Your prayers are requested for those who’ve finished up their studies – that things will go well as they find and take up new jobs and responsibilities. Pray also for those who are having other life events – like weddings or babies. By the time we send out this newsletter, baby Kronemeijer should have arrived, and I’ll have started my maternity leave. I will miss the meaningful conversations I have with students, but I am also thankful for the time the board is giving me to adjust to taking on the new identity of mother. I’ll be back in August, and until then Jessica Fox, one of CEF’s emerging leaders and a newly minted MSU PhD has graciously agreed to take over many of my responsibilities for the summer.

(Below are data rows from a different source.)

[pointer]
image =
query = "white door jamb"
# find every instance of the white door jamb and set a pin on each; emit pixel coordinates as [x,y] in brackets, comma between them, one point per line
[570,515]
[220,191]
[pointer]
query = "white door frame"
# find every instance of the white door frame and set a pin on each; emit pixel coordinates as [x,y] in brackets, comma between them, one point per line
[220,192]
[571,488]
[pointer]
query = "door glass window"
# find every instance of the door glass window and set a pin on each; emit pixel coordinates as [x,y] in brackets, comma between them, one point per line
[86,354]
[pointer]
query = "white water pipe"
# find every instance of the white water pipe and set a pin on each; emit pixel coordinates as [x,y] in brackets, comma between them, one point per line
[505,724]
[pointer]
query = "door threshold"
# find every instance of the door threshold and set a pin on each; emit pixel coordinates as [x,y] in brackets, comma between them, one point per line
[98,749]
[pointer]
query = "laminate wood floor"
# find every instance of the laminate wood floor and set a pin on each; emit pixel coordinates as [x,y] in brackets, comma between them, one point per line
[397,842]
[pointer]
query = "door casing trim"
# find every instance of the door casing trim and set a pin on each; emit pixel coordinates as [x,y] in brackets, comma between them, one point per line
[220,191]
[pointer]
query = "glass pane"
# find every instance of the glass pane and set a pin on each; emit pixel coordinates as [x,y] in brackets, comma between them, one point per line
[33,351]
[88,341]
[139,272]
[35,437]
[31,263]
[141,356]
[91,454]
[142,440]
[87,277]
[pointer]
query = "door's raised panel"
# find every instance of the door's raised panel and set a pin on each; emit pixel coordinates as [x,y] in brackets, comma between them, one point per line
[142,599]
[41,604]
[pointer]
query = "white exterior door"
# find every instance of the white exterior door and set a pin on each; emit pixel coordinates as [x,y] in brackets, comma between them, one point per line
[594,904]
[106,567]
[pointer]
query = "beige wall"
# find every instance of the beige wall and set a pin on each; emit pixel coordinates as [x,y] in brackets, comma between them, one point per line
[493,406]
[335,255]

– Brenda Kronemeijer-Heyink
Pastor, Campus Edge Fellowship

Book Review: Spiritual Friendship: Finding Love in the Church as a Celibate Gay Christian

Spiritual Friendship: Finding Love in the Church as a Celibate Gay Christian, Wesley Hill
“Unlike romantic relationships or the bonds between siblings, friendship is entirely voluntary, uncoerced, and unencumbered by any sense of duty or debt. And friendship is thereby rendered special, mysterious, and deeply rewarding…” (p. xiii). This is a book about friendship and its import in our modern age. Throughout the pages of this book, the author invites his readers to consider what priority and weight we place on our friendships; for instance, he poses the question of whether friendship be “free, unconstrained, and vulnerable to dissolution at any point if one of the friends grow tired of or burdened by the relationship;” or could friendship entail so much more: a stable and permanent commitment between individuals to remain together through thick and thin? The book is divided into two parts: part one describes the cultural background, history, and theology of friendship, and part two depicts the actual living out of friendship.
Wesley Hill’s premise on Christian friendship invites more voices to the table, including those who identify as gay and Christian. While Hill reveals aspects of his personal experience as a gay and Christian, I found this book to be pertinent to a much wider audience by offering concrete ways we might begin to pursue and nurture friendships in the church today.